Revocation Through Operation of Law
Your will may be revoked through operation of law. This is not something you can do yourself. For a will to be revoked through operation of law, it must contain something that is legally invalid. For example, if your will includes your spouse and you got divorced, the law would automatically invalidate any terms that included them.
Revocation Through Writing
You can invalidate any previous versions of your will in writing. If you only revoke parts of your will, though, the probate court will try to reconcile both of them. On the other hand, if you state in writing that your new will revokes the entirety of your old will, that can be more effective. A St. Petersburg wills lawyer can include language such as, “hereby revoking any existing former wills” to ensure your wishes are fulfilled.
Revocation By Act
There are certain acts that can revoke a former will. If you or someone acting on your behalf burns, tears, cancels, defaces, obliterates, or destroys an old will for the purpose and with the intent of revoking it, this can invalidate former versions of your will. If there is an electronic version of your will you can invalidate it if you or someone acting on your behalf deletes, cancels, renders unreadable, or obliterates the will.
Revoking a will by act requires you to take very specific steps. A St. Petersburg wills lawyer can advise on your case and ensure your will is properly revoked.

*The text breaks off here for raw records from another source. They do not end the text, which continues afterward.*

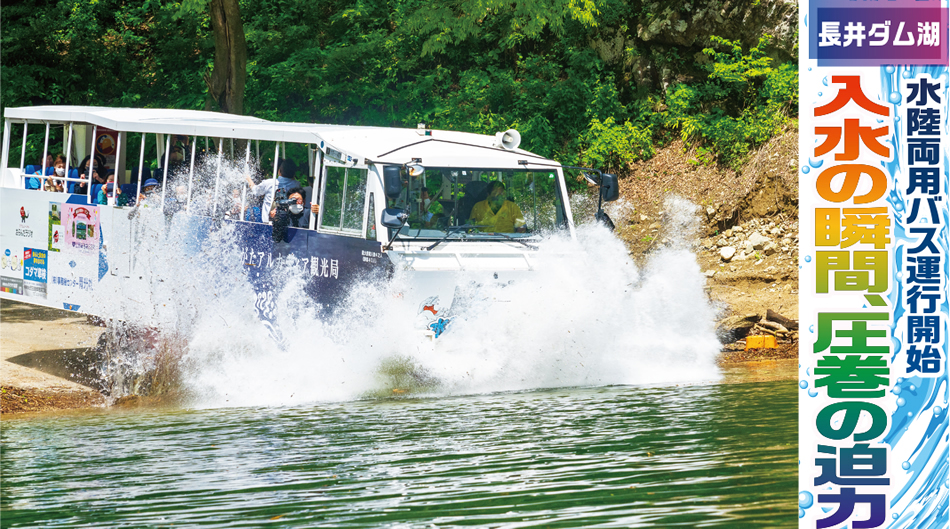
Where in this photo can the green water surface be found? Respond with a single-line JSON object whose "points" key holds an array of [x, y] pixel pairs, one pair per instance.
{"points": [[693, 456]]}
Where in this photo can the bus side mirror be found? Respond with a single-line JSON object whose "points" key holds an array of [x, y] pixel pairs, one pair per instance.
{"points": [[609, 187], [392, 182], [394, 217]]}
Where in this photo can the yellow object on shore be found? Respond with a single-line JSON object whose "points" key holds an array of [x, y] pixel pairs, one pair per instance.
{"points": [[756, 342]]}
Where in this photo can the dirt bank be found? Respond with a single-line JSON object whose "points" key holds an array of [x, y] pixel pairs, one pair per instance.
{"points": [[42, 363], [747, 245]]}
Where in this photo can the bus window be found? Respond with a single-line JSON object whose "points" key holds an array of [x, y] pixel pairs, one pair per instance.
{"points": [[343, 203]]}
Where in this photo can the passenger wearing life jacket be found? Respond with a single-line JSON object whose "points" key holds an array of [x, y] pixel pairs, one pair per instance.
{"points": [[497, 213], [286, 185]]}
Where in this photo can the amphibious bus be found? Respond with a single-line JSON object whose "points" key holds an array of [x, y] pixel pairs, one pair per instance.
{"points": [[410, 201]]}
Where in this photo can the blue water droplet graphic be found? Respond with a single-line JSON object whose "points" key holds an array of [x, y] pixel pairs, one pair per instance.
{"points": [[805, 499]]}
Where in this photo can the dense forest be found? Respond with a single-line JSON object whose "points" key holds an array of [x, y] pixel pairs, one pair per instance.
{"points": [[588, 82]]}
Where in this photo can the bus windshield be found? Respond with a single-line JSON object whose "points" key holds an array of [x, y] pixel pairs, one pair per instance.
{"points": [[481, 203]]}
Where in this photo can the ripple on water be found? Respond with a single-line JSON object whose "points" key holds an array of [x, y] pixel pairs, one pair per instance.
{"points": [[618, 456]]}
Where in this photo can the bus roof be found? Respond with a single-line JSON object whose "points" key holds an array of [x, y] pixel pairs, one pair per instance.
{"points": [[353, 144]]}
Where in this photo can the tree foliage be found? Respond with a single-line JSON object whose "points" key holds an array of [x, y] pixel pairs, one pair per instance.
{"points": [[575, 77]]}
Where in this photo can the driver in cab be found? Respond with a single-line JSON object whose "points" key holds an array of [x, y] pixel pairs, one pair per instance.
{"points": [[497, 213]]}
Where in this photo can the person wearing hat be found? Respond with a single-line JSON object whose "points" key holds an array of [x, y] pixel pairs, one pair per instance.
{"points": [[149, 188], [286, 171], [106, 192]]}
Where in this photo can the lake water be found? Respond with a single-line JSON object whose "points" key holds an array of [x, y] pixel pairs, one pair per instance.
{"points": [[714, 455]]}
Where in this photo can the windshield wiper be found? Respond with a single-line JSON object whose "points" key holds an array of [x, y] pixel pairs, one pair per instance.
{"points": [[519, 241], [451, 230]]}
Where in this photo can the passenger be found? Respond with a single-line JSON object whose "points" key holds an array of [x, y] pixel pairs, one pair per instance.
{"points": [[150, 191], [430, 210], [107, 197], [59, 169], [177, 201], [285, 182], [176, 163], [497, 213], [287, 212]]}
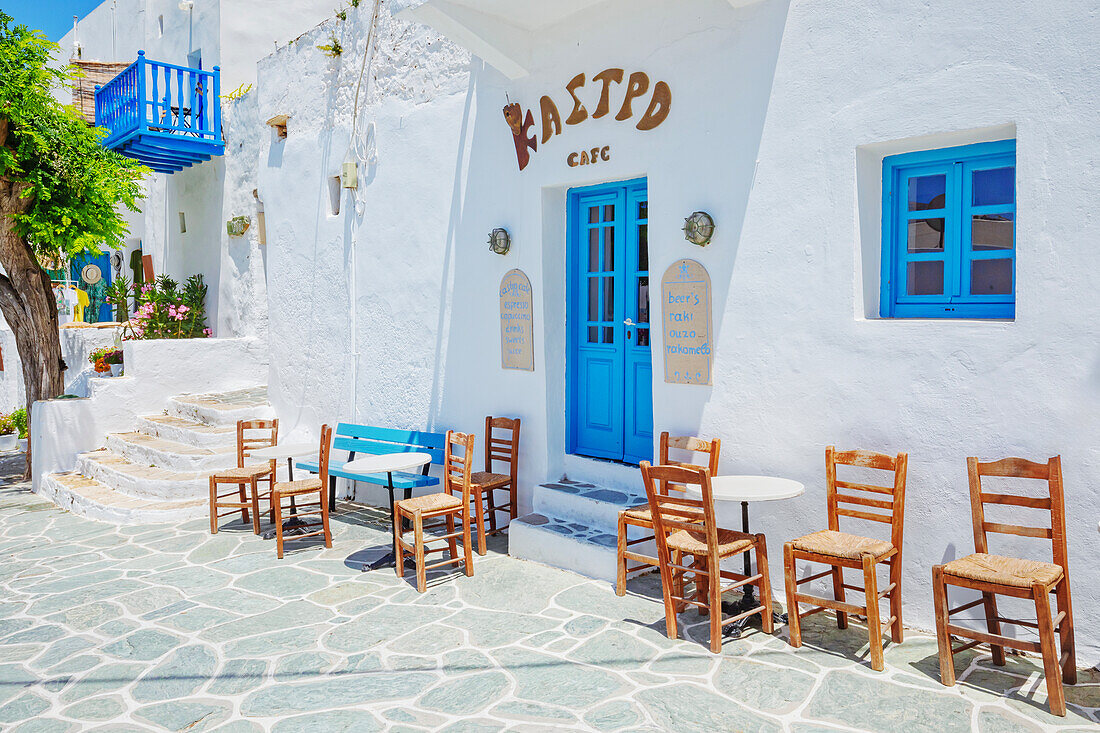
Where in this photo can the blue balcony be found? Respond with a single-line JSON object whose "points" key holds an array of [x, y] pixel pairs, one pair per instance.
{"points": [[165, 116]]}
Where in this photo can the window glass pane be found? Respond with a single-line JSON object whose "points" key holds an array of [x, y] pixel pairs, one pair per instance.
{"points": [[991, 276], [994, 186], [926, 193], [926, 236], [991, 231], [925, 277]]}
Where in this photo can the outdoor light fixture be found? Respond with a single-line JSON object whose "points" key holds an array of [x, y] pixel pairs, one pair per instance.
{"points": [[499, 241], [699, 228]]}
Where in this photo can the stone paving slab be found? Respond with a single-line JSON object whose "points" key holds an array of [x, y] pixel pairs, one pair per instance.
{"points": [[165, 627]]}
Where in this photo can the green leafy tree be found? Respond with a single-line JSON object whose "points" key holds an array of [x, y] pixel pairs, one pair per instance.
{"points": [[61, 195]]}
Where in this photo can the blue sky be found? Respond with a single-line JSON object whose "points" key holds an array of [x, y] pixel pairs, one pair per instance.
{"points": [[52, 17]]}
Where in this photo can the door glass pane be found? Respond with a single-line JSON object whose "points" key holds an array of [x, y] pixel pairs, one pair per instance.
{"points": [[991, 276], [926, 193], [994, 186], [991, 231], [925, 277], [926, 236]]}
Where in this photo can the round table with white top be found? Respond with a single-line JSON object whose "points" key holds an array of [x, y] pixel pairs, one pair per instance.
{"points": [[387, 463], [289, 451], [729, 490]]}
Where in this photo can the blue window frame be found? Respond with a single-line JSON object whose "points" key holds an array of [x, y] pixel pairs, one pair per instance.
{"points": [[948, 232]]}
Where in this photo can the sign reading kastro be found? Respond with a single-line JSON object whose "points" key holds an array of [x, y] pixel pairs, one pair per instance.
{"points": [[517, 325], [685, 293]]}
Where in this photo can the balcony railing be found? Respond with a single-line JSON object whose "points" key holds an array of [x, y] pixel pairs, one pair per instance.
{"points": [[166, 116]]}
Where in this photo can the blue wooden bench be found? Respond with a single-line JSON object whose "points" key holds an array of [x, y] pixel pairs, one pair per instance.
{"points": [[375, 441]]}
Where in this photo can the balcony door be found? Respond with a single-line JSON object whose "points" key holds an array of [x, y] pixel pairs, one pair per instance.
{"points": [[611, 404]]}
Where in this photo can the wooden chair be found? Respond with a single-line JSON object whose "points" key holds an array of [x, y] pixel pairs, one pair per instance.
{"points": [[305, 489], [842, 550], [996, 575], [685, 526], [453, 503], [251, 435], [639, 516], [484, 484]]}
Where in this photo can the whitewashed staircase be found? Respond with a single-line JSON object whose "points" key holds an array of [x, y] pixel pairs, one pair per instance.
{"points": [[573, 527], [160, 471]]}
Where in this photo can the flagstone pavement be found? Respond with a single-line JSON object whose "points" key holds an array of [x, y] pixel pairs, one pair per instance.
{"points": [[168, 627]]}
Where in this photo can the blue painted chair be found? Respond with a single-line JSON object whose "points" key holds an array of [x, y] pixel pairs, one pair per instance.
{"points": [[375, 441]]}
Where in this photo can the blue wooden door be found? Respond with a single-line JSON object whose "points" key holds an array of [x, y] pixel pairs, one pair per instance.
{"points": [[611, 413]]}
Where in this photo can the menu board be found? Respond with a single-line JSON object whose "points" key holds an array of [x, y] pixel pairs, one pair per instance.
{"points": [[517, 325], [685, 302]]}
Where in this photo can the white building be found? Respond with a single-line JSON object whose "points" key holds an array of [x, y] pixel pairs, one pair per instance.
{"points": [[811, 132]]}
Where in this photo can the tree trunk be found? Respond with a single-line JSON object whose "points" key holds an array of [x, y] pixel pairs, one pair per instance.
{"points": [[28, 303]]}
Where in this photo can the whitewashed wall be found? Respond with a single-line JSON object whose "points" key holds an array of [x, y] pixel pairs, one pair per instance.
{"points": [[781, 115]]}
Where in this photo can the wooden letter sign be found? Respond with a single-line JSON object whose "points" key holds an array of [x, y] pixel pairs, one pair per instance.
{"points": [[517, 325], [685, 293]]}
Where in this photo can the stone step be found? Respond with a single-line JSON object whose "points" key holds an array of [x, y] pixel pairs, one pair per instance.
{"points": [[144, 450], [142, 481], [187, 431], [91, 499], [562, 544], [223, 407], [583, 503]]}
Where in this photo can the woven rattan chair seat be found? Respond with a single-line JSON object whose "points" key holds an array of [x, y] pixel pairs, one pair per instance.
{"points": [[485, 480], [245, 472], [843, 545], [694, 543], [430, 503], [300, 487], [1003, 570]]}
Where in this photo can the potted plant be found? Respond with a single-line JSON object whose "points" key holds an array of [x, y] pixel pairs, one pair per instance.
{"points": [[98, 359], [9, 434], [113, 359]]}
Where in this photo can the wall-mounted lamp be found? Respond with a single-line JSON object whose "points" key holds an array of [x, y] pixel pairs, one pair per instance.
{"points": [[699, 228], [499, 241]]}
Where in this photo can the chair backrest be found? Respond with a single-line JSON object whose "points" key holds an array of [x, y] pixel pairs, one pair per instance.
{"points": [[875, 503], [459, 465], [680, 510], [253, 435], [322, 457], [378, 440], [688, 445], [1054, 502], [502, 444]]}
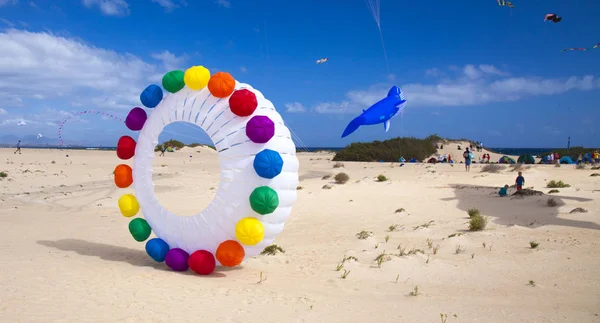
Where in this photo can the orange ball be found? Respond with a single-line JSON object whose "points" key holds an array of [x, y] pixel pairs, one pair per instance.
{"points": [[123, 176], [221, 85], [230, 253]]}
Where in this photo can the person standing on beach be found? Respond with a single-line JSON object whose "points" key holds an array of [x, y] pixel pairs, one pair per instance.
{"points": [[467, 156], [18, 147], [520, 181]]}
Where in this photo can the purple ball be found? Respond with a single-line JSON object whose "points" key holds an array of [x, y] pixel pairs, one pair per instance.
{"points": [[136, 118], [177, 259], [260, 129]]}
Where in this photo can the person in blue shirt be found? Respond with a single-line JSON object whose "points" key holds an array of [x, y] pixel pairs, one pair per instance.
{"points": [[18, 147], [520, 181], [503, 191], [467, 156]]}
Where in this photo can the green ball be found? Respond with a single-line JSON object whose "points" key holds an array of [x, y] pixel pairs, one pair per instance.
{"points": [[139, 229], [264, 200], [173, 81]]}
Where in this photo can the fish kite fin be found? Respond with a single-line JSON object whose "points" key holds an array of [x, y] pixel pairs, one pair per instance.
{"points": [[353, 125], [396, 92]]}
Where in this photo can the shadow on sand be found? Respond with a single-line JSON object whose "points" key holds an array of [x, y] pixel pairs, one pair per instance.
{"points": [[516, 210], [134, 257]]}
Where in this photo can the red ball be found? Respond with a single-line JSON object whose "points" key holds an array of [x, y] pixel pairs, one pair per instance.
{"points": [[243, 103], [202, 262], [126, 147]]}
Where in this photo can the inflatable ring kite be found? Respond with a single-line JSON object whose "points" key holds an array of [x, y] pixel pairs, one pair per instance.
{"points": [[259, 171]]}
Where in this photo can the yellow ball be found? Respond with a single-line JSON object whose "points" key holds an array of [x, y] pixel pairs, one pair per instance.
{"points": [[196, 77], [129, 205], [249, 231]]}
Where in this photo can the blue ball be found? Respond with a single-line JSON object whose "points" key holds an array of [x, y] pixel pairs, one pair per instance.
{"points": [[157, 249], [268, 163], [151, 96]]}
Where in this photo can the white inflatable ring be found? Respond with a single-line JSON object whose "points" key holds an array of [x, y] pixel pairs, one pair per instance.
{"points": [[258, 171]]}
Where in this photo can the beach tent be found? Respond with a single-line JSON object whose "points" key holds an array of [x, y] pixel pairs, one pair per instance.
{"points": [[566, 160], [506, 160], [526, 159]]}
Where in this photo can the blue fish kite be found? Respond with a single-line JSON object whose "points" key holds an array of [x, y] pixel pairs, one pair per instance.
{"points": [[380, 112]]}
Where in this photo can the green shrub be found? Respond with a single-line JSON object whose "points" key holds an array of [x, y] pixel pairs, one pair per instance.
{"points": [[477, 223], [389, 150], [341, 178]]}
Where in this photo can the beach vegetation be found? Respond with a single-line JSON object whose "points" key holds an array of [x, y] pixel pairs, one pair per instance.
{"points": [[389, 150], [272, 250], [364, 234], [338, 165], [473, 212], [342, 178], [477, 223]]}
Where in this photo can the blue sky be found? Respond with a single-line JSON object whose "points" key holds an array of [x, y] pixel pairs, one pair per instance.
{"points": [[482, 72]]}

Our Wills Lawyer in St. Petersburg Can Help with Your Case
Creating a new will can help ensure that your wishes are fulfilled, but you should always work with a St. Petersburg wills lawyer. At Legacy Protection Lawyers, LLP, our experienced attorneys can ensure your new will is valid and ensure any previous versions are revoked so your interests are fully protected. Call us now at 727-471-5868 or contact us online to request a consultation.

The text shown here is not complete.